Arroyo House LoungeA little game I play with myself in my ceremonial role of Arroyo House Resident Fellow is to welcome the parents with a brief speech on how our house theme relates to their kids' careers at Stanford and beyond. Now bear in mind, we choose the theme on the basis of (1) how good a pun it makes with our house name (and we don’t have a lot to work with on that front!) and (2) the decoration possibilities it entails. How that theme fits into our larger vision is, frankly, pretty low on the list. This is what makes the game fun! After giving it a bit of thought, it occurred to me that Dinosarroyo actually has a lot to teach us. There are three big themes:

(1) College is about the spirit of discovery. Romantic tales of the expeditions of paleontologists such as Edward Drinker Cope or Roy Chapman Andrews of the American Museum of Natural History have inspired the early careers of countless scientists. Students’ experience at Stanford should inspire them to explore the boundaries of knowledge, whether they are future scientists, educators, lawyers, entrepreneurs, or whatever. Stanford students excel most when they eschew the easy path. This is a research university. Our students should take advantage of this and make new discoveries about the world. Embrace the spirt of discovery embodied by those romantic vertebrate paleontologists.

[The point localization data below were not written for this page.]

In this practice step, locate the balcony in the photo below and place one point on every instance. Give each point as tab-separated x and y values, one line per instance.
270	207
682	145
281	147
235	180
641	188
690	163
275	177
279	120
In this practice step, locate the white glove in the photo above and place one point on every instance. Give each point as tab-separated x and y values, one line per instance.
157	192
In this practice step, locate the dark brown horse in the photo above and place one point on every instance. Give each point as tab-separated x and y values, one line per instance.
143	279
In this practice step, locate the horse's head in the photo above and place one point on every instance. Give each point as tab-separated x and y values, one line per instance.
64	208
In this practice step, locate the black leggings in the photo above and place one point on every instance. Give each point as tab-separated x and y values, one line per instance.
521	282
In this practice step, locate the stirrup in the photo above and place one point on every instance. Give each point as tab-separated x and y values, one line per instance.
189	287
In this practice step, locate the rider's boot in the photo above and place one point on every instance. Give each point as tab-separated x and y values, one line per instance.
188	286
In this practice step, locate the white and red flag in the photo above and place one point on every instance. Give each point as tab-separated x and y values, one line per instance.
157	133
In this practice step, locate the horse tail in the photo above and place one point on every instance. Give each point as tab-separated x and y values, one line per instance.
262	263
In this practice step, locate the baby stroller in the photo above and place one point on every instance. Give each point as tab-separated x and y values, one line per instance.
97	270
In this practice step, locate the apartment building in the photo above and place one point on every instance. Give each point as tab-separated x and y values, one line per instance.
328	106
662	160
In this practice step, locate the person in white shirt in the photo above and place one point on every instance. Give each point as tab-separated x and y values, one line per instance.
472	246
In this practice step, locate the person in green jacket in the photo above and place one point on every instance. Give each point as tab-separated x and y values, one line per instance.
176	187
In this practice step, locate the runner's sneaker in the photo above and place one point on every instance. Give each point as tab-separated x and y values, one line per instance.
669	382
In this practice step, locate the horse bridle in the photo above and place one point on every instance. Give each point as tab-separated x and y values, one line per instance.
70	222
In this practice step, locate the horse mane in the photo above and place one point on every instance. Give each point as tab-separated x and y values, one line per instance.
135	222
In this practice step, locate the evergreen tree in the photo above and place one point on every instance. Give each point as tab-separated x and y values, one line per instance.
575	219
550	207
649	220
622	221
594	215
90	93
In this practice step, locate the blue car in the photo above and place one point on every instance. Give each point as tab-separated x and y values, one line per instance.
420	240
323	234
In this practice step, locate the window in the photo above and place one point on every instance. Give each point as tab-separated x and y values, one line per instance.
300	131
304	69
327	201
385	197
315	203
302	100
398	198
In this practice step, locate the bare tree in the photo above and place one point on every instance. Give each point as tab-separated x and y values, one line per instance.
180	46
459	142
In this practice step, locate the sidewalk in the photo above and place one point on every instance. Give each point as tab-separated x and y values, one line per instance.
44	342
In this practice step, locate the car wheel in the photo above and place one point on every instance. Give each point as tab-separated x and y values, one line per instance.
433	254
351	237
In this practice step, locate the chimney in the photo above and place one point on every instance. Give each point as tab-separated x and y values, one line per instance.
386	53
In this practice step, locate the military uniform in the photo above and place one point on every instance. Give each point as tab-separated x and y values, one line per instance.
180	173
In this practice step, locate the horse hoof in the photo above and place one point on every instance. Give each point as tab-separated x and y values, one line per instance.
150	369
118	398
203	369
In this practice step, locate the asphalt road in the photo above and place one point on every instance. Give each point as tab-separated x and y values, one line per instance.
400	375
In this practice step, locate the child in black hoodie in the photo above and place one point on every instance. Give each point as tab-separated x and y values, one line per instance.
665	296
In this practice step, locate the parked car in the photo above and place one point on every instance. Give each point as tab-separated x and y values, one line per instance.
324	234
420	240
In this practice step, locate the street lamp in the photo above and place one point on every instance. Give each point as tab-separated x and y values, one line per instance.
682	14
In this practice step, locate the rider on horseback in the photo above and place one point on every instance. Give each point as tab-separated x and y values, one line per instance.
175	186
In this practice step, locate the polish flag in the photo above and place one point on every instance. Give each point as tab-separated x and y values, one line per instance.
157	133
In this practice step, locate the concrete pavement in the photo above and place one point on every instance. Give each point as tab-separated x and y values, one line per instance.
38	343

(2) The Dinosauria first appeared on Earth during the Triassic period and were the dominant form of animal life for over 135 million years. The age of the dinosaurs came to an abrupt end at the Cretaceous-Paleogene Boundary, about 65 million years ago. This 135 million years that dinosaurs dominated is approximately 100 times longer than anything recognizably human has been on the planet. In fact, what appears to us to be a geological ‘instant’ where the dinosaurs went extinct at the K-Pg boundary was, in fact, probably longer than humans have been in existence. That this mighty and diverse lineage of animals managed to die out in the blink of an evolutionary eye suggests to me that we should have some humility about our own dominion. Crucially, at this moment in human history we are faced with many enormous challenges, some of which are potentially existential. We should use the incredible opportunities that are afforded to us by our association with this incredible institution to address these challenges. Our society has given us so much to allow us to be here at this remarkable point in history. Let’s make the most of it!

(3) Those synapsid ancestors of mammals who managed to survive when all the (non-bird) dinosaurs went extinct give us a clue as to what our comparative advantage in this universe is. We are adaptable. We are opportunistic. Most remarkably of all, our particular lineage is blessed with the capacity for planning and foresight. We need to encourage our students to take advantage of the opportunities given them by this university to become adaptable lifelong learners. I can’t predict what the job market will look like in 10 years (and anyone who tells you they can is either fooling themselves or trying to sell you something). What I can say, is that it will be different than it is today. And the job market ten years beyond that will be even more different. This means that learning to be flexible, adaptable, and to never stop learning is probably the greatest ‘skill’ our students can learn.